Those geysers are terrible, right? I’ve got a gray water reclamation system going, so my water is being preserved–but that cool steam geyser is dormant for 45 cycles. The lack of a water geyser until cycle ~140 has me worried. Sure, I’ve got plenty of dirty air coming in, which shouldn’t be too hard to handle–but I’m not sure that makes up for the crappiness of the geysers.
Think it’s worth pushing through, or restarting and hoping for better?
That’s one of the kinds of problems this game is based on.
Isn’t the mouse wheel just the tool for the kind of situation where you need rudimentary power?
I can see the attraction of getting local power but I’ve much preferred keeping the oil refinery and polymer press close to the living area (with insulation in-between). It means my Dupes can get to them faster. I’ll have to run a continuous connection in one form or another from the oil source to the living area anyway.
Ew. Another water geyser, polluted or not, would certainly be handy. I don’t have any air geysers on my map. Looking at the geyser stats, the oxygen vents don’t even seem that great; a single dupe needs 100 g/s of oxygen and that’s about what one vent produces. Hardly seems worth it.

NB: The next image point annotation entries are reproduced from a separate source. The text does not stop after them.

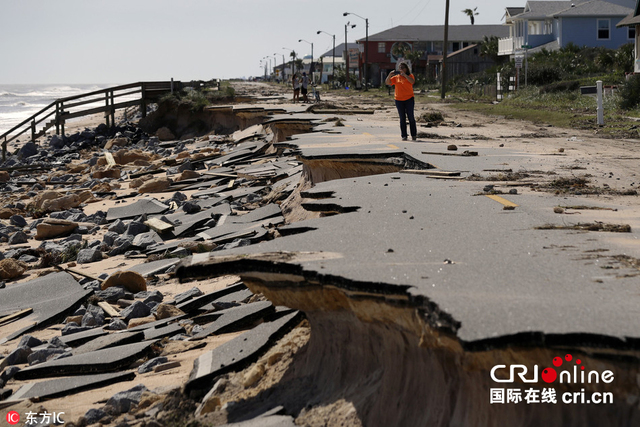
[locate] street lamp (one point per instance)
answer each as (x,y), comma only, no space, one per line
(346,48)
(366,47)
(292,61)
(333,57)
(310,66)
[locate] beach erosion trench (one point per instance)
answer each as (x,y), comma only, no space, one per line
(389,355)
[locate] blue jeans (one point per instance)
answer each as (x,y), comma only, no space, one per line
(405,110)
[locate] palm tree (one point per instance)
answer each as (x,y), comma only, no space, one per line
(471,13)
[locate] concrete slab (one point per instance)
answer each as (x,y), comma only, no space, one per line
(432,239)
(51,297)
(198,302)
(146,205)
(61,387)
(107,341)
(239,352)
(234,318)
(154,267)
(100,361)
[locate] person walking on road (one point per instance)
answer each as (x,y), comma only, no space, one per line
(296,88)
(403,81)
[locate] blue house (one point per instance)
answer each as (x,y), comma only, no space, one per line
(552,25)
(632,22)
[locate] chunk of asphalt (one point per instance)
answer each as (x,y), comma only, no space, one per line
(239,352)
(48,307)
(121,402)
(100,361)
(198,302)
(165,331)
(235,318)
(150,364)
(109,341)
(79,338)
(60,387)
(135,310)
(147,206)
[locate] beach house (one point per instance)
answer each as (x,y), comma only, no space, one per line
(552,25)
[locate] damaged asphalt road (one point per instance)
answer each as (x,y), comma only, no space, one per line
(412,280)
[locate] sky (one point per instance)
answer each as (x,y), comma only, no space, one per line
(123,41)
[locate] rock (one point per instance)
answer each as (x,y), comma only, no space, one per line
(141,321)
(188,174)
(29,341)
(150,364)
(122,402)
(93,415)
(165,134)
(135,310)
(86,256)
(155,185)
(10,268)
(111,173)
(18,221)
(16,357)
(120,248)
(116,142)
(62,203)
(51,228)
(164,311)
(117,227)
(134,228)
(253,375)
(27,150)
(190,207)
(130,280)
(116,325)
(7,374)
(148,297)
(18,238)
(43,355)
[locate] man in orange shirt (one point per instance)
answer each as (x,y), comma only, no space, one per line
(403,81)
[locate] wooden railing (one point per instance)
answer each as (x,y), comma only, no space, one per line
(59,111)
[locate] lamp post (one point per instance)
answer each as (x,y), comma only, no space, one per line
(292,61)
(366,47)
(333,57)
(346,49)
(310,66)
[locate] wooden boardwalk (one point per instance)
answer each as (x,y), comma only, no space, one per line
(59,111)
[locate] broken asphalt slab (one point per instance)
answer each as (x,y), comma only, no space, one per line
(400,245)
(61,387)
(100,361)
(239,352)
(50,297)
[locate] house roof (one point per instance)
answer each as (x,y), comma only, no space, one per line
(598,8)
(340,49)
(457,33)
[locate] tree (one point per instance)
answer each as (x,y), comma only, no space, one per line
(471,13)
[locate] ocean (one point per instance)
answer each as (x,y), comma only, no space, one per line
(19,102)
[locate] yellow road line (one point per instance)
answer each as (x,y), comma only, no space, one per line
(507,204)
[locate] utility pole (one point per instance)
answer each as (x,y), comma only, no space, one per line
(444,50)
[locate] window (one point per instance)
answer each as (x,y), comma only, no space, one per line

I guess I’d keep looking for the remaining geysers–there should be something like 14 of them, including metal volcanoes. Maybe the remaining ones will be nicer.
To cover the slack periods, make some giant reservoirs. Really big, like 25 units on a side. Just clear out an area, build some walls (insulated if you need; avoid sandstone for liquids), and some pumps at the bottom (make sure they can take the heat). If it’s a liquid geyser, just surround the geyser, keeping it at the top. For gas geysers, keep the geyser itself in a separate chamber and pump the gas into the reservoir. That way it can take a full 20 kg/tile instead of the 4ish kg/tile that will shut down the geyser.
Once you get really fancy, you can condense the gases into liquid :). I think that might be one of my next efforts; to use liquified gas storage for everything and not need giant chambers for natural gas, etc. But that’s overkill even for “early late game”. There’s plenty of space on the map for reservoirs.
What’s wrong with sandstone for liquid? I thought the only material differences were listed when you select the materials (thermally reactive, overheat temp, etc).
Are there supposed to be 14 geysers on every map? Because I’ve explored what is probably half the map on mine and only have one.
Sandstone leaks. Not sure about gases, but water will leak right through.
There’s a list of the “rules” for geyser spawning here. I’m not sure what the minimum count is exactly but you should have several at the least. Look for their bases–they (almost) all have 4 neutronium blocks beneath them. Most of them will be covered by rocks/ice but you’ll be able to spot them from the neutronium.